Course 2 - Sample-based Learning Methods
Metadata
- URL:: Sample-based Learning Methods | Coursera
- Tags:: #on/Reinforcement-Learning
- Links:: Reinforcement Learning Specialization
- Status:: #triage
- Instructor:: Martha White Adam White
- Created:: 2022-04-28 22:44:26
- Modified:: 2022-06-05 23:58:44
About this Course
In this course, you will learn about several algorithms that can learn near optimal policies based on trial and error interaction with the environment—learning from the agent’s own experience. Learning from actual experience is striking because it requires no prior knowledge of the environment’s dynamics, yet can still attain optimal behavior. We will cover intuitively simple but powerful Monte Carlo methods, and temporal difference learning methods including Q-learning. We will wrap up this course investigating how we can get the best of both worlds: algorithms that can combine model-based planning (similar to dynamic programming) and temporal difference updates to radically accelerate learning.By the end of this course you will be able to:
- Understand Temporal
- Difference learning and Monte Carlo as two strategies for estimating value functions from sampled experience
- Understand the importance of exploration, when using sampled experience rather than dynamic programming sweeps within a model
- Understand the connections between Monte Carlo and Dynamic Programming and TD.

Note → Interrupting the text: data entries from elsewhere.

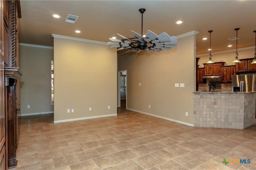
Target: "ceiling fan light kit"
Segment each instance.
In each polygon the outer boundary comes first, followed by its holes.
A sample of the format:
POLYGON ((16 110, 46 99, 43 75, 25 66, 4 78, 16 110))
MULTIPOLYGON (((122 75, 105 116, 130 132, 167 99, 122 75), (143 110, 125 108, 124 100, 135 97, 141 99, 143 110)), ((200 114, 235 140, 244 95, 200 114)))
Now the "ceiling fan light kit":
POLYGON ((236 57, 234 59, 232 63, 241 63, 239 59, 238 59, 238 53, 237 53, 237 39, 238 39, 237 37, 237 31, 240 29, 239 28, 235 28, 235 30, 236 31, 236 57))
POLYGON ((132 38, 128 38, 117 33, 123 39, 119 40, 109 38, 109 39, 112 41, 107 43, 108 45, 111 45, 110 48, 119 48, 118 51, 129 49, 126 52, 137 51, 137 53, 142 50, 146 50, 149 53, 153 51, 158 52, 163 50, 168 51, 172 48, 176 47, 178 41, 176 37, 170 37, 164 32, 157 35, 148 30, 146 36, 143 36, 143 13, 146 11, 146 9, 141 8, 139 11, 141 14, 141 35, 132 30, 131 31, 134 37, 132 38))
POLYGON ((214 63, 214 62, 212 61, 212 54, 211 54, 211 51, 212 51, 212 48, 211 48, 211 33, 213 31, 212 30, 210 30, 210 31, 208 31, 208 32, 210 33, 210 54, 209 54, 209 55, 210 55, 210 57, 209 58, 209 60, 208 60, 208 61, 207 61, 207 62, 206 63, 207 64, 213 64, 214 63))

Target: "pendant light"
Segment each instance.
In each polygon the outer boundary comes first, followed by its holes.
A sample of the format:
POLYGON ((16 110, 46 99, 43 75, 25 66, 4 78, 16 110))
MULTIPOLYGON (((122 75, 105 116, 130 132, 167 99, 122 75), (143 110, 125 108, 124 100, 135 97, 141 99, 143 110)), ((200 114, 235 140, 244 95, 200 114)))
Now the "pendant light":
POLYGON ((254 31, 255 33, 255 53, 254 54, 254 59, 253 59, 251 64, 256 64, 256 30, 254 31))
POLYGON ((240 29, 239 28, 235 29, 235 30, 236 31, 236 57, 233 61, 232 61, 232 63, 241 63, 241 61, 239 60, 239 59, 238 59, 238 53, 237 53, 237 39, 238 39, 237 37, 237 31, 239 30, 239 29, 240 29))
POLYGON ((208 61, 206 63, 207 64, 213 64, 214 63, 214 62, 213 62, 212 60, 212 54, 211 52, 212 51, 212 49, 211 48, 211 33, 213 31, 212 30, 208 31, 208 32, 210 33, 210 57, 209 58, 209 60, 208 60, 208 61))

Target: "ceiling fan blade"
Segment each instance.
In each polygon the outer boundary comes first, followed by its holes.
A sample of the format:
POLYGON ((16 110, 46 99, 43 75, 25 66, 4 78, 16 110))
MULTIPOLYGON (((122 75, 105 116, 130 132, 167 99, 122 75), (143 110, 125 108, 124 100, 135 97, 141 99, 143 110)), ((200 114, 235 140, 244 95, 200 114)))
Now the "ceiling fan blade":
POLYGON ((118 49, 116 51, 122 50, 123 50, 124 49, 125 49, 125 48, 124 47, 121 47, 118 49))
POLYGON ((131 31, 132 32, 132 34, 133 34, 135 36, 135 37, 138 38, 138 40, 140 42, 141 42, 141 36, 138 33, 137 33, 136 32, 132 30, 131 30, 131 31))
POLYGON ((141 50, 138 50, 138 51, 137 51, 137 53, 136 53, 136 54, 138 54, 138 53, 140 53, 140 51, 141 51, 141 50))
POLYGON ((108 42, 107 43, 107 44, 108 44, 108 45, 117 45, 119 44, 119 43, 118 43, 117 42, 108 42))
POLYGON ((114 42, 118 42, 119 43, 122 43, 123 42, 123 41, 122 41, 120 40, 120 39, 114 39, 114 38, 109 38, 109 39, 110 39, 112 41, 114 41, 114 42))
POLYGON ((134 49, 133 49, 133 49, 130 49, 130 50, 128 50, 127 51, 126 51, 125 53, 128 53, 129 51, 132 52, 132 51, 134 51, 134 50, 135 50, 134 49))
POLYGON ((170 41, 162 42, 160 43, 156 43, 155 44, 157 45, 174 45, 175 46, 174 47, 176 47, 176 45, 178 44, 178 41, 177 38, 175 36, 172 36, 171 37, 170 41))
POLYGON ((151 47, 151 48, 150 48, 150 49, 152 49, 152 50, 153 50, 154 51, 156 51, 157 52, 160 52, 160 51, 162 51, 162 49, 157 49, 157 48, 154 48, 154 47, 151 47))
POLYGON ((158 35, 158 39, 156 39, 152 41, 152 43, 161 43, 162 42, 170 41, 172 41, 171 37, 167 33, 164 32, 158 35))
POLYGON ((121 45, 120 45, 122 47, 129 47, 129 44, 126 44, 126 43, 121 43, 121 45))
POLYGON ((120 45, 112 45, 112 46, 110 46, 110 48, 118 48, 120 47, 120 45))
POLYGON ((155 46, 154 48, 156 49, 161 49, 162 50, 164 50, 166 51, 169 51, 172 48, 169 48, 169 47, 158 47, 158 46, 155 46))
POLYGON ((124 37, 124 36, 123 36, 123 35, 121 35, 121 34, 119 34, 119 33, 117 33, 118 35, 119 35, 120 36, 122 37, 123 38, 124 38, 124 39, 128 39, 128 40, 129 40, 129 41, 132 41, 132 40, 131 40, 131 39, 130 39, 130 38, 127 38, 127 37, 124 37))
POLYGON ((145 50, 147 51, 147 53, 150 53, 153 51, 152 50, 149 49, 146 49, 145 50))
POLYGON ((168 47, 168 48, 175 48, 177 45, 156 45, 155 47, 168 47))
POLYGON ((146 38, 144 40, 148 43, 152 40, 158 39, 158 36, 156 34, 150 30, 148 30, 147 34, 146 35, 146 38))

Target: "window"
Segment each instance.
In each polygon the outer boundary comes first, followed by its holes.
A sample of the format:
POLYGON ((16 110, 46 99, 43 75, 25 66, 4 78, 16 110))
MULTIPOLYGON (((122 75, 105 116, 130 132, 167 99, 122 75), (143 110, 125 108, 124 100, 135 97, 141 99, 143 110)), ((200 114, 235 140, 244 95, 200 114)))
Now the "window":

- Implement and apply the TD algorithm, for estimating value functions
- Implement and apply Expected Sarsa and Q-learning (two TD methods for control)

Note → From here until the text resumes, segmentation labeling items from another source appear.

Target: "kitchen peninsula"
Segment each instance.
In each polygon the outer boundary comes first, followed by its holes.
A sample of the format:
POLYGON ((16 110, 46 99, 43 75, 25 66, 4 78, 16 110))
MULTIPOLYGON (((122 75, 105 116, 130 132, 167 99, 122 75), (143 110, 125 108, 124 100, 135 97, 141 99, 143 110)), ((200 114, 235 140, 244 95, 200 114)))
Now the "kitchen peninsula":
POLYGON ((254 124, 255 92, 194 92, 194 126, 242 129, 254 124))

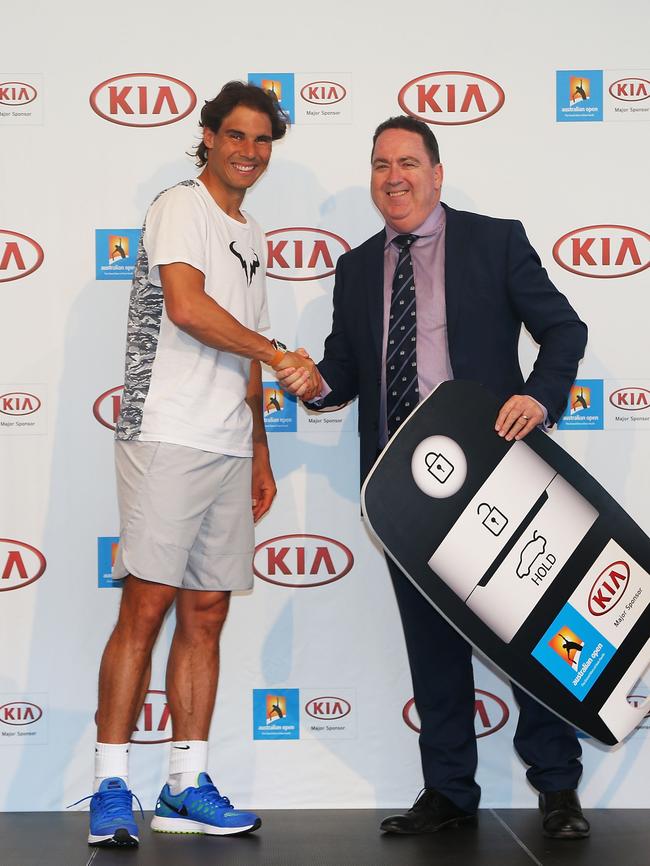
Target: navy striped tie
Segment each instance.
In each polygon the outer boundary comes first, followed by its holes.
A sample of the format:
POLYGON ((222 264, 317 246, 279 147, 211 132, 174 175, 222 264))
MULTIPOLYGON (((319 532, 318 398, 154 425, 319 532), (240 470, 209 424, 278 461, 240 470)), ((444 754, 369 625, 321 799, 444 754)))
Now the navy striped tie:
POLYGON ((386 349, 386 420, 389 438, 415 409, 418 395, 416 362, 415 282, 411 244, 418 235, 397 235, 397 267, 393 277, 386 349))

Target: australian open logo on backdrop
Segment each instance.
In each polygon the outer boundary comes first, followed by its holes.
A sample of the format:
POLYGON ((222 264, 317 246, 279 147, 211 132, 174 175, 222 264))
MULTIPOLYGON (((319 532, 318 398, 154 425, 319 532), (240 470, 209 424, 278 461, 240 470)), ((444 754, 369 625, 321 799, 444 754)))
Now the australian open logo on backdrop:
POLYGON ((602 69, 559 69, 555 87, 558 122, 603 119, 602 69))
POLYGON ((584 226, 555 242, 553 258, 581 277, 629 277, 650 267, 650 234, 623 225, 584 226))
POLYGON ((43 576, 46 567, 45 557, 31 544, 0 538, 0 592, 29 586, 43 576))
POLYGON ((120 417, 123 391, 124 385, 118 385, 117 388, 109 388, 108 391, 100 394, 93 403, 93 415, 102 427, 115 430, 115 425, 120 417))
POLYGON ((602 430, 604 387, 602 379, 576 379, 569 391, 559 430, 602 430))
POLYGON ((425 123, 459 126, 487 120, 505 102, 503 88, 475 72, 429 72, 400 90, 400 108, 425 123))
POLYGON ((300 737, 300 689, 253 689, 253 739, 300 737))
POLYGON ((100 589, 123 585, 123 581, 113 580, 113 566, 119 543, 119 536, 116 535, 104 535, 97 539, 97 586, 100 589))
POLYGON ((297 401, 286 394, 277 382, 264 382, 264 426, 269 433, 295 433, 297 401))
MULTIPOLYGON (((416 734, 420 733, 420 717, 413 698, 404 705, 402 718, 412 731, 415 731, 416 734)), ((492 692, 483 691, 483 689, 475 690, 474 730, 477 739, 496 734, 509 718, 510 710, 502 698, 493 695, 492 692)))
POLYGON ((275 280, 322 280, 331 277, 336 262, 350 244, 325 229, 292 227, 266 233, 266 275, 275 280))
POLYGON ((95 114, 121 126, 166 126, 187 117, 195 106, 189 85, 153 72, 116 75, 90 94, 95 114))
POLYGON ((95 229, 95 279, 131 280, 140 229, 95 229))
POLYGON ((0 229, 0 283, 28 277, 43 264, 43 248, 28 235, 0 229))
POLYGON ((258 544, 253 557, 257 577, 300 589, 334 583, 353 565, 350 548, 324 535, 278 535, 258 544))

- Understand the difference between on-policy and off-policy control
- Understand planning with simulated experience (as opposed to classic planning strategies)
- Implement a model-based approach to RL, called Dyna, which uses simulated experience
- Conduct an empirical study to see the improvements in sample efficiency when using Dyna
# Notes
# Week 1
# Introduction to Monte Carlo Methods
# What is Monte Carlo?
- The term Monte Carlo is often used more broadly for any estimation method that relies on repeated random sampling.
- In RL, Monte Carlo methods allow us to estimate values directly from experience - from sequences of states, actions and rewards.
- This is only used for episodic tasks.
- In reinforcement learning we want to learn a value function. Value functions represent expected returns. So a Monte Carlo method for learning a value function would first observe multiple returns from the same state. Then, it averages those observed returns to estimate the expected return from that state.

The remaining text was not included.